The DC Circuit is the most important circuit court because it hears the appeals on all the most important cases emanating from the seat of our federal government. If it involves Executive Branch decisions, federal agency decisions, decisions on foreign entanglements of the US government and, notably over the last decade plus, all Guantanamo detention cases. The entire set of federal Habeas Corpus law appears to lay in the hands of the DC Circuit and Obama, through derelict neglect, has put it in the destructive hands of Janice Rogers Brown.
There were two openings on the most critical Circuit court in the country when Barack Obama took office, and he did not bother to even make a single nomination for nearly two years and, instead, waited until his huge senate majority was effectively down the crapper with the 2010 Congressional election disaster. Since that time, another seat has gone vacant on the DC Circuit, and Obama barely lifted a finger to support his sole nominee, Caitlin Halligan, whose nomination went down in flames in December.

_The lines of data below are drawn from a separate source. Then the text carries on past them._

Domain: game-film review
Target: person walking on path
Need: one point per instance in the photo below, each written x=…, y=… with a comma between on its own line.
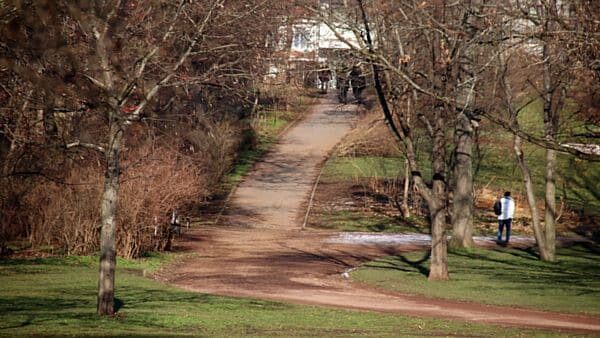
x=507, y=212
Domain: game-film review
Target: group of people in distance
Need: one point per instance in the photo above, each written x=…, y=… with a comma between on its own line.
x=345, y=79
x=353, y=78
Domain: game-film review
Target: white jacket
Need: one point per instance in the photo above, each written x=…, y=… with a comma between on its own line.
x=508, y=208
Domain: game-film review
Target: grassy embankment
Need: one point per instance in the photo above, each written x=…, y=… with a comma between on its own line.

As Biskupic reports, the Administration swears they will be making nominations any time now, but fat chance of getting any movement in an election year, and especially after pulling the nuclear recess appointment stunt for the CFPB and NLRB slots. The White House PR blather about coming DC Circuit nominations is nothing but feel good pablum for the naive at this point.

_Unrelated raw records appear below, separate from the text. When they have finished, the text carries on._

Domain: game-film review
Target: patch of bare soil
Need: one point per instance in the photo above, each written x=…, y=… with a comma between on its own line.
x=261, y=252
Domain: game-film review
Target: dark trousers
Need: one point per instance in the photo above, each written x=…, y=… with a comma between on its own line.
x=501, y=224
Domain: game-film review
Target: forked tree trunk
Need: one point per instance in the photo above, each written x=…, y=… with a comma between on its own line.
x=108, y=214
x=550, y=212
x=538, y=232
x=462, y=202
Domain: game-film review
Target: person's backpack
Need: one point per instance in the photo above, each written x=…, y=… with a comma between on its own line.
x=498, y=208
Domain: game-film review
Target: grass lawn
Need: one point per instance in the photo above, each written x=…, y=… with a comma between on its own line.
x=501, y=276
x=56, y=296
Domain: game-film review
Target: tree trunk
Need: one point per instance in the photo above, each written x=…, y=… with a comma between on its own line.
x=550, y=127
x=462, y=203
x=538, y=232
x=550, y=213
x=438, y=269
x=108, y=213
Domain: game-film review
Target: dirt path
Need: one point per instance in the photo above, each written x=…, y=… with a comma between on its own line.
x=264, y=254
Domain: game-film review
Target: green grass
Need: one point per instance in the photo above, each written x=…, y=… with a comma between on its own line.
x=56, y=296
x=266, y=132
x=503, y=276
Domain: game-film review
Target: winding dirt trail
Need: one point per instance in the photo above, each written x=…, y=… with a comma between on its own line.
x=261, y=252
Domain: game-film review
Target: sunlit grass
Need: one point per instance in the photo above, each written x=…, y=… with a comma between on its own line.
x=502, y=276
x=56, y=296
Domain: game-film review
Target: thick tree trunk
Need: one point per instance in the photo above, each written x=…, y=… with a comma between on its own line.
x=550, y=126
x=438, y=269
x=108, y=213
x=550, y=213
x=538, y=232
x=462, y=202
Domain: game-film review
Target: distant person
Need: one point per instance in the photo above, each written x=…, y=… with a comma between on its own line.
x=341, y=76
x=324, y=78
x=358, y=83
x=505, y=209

Compare and contrast the reckless malign neglect of Obama with the dogged determination and followthrough effort and success of Bush and Cheney. When Bush nominated Miguel Estrada in 2001, he had a lot smaller numbers in the Senate behind him than Obama has had at any point. The Democrats blocked Estrada. But the Bush White House and their supporters did not put their tail between their legs and hide, they made an unholy racket across the political spectrum that directly led to the confirmation of four other judges to the DC Circuit, including Janice Rogers Brown, Brett Kavanaugh and the now Chief Justice, John Roberts.
The noise and effort resulted in heavy conservative salting of the DC Circuit, and in Miguel Estrada being made a martyr for the ages that still carries powerful connotation for conservatives. But such true grit, determination and attention to judicial policy is not the stuff of Barack Obama. Liberal judicial policy will be paying the disastrous consequences for decades because of the malign neglect today. Hey, you never know, if Obama had filled the three seats on the DC Circuit, we might still have effective Habeas Corpus today.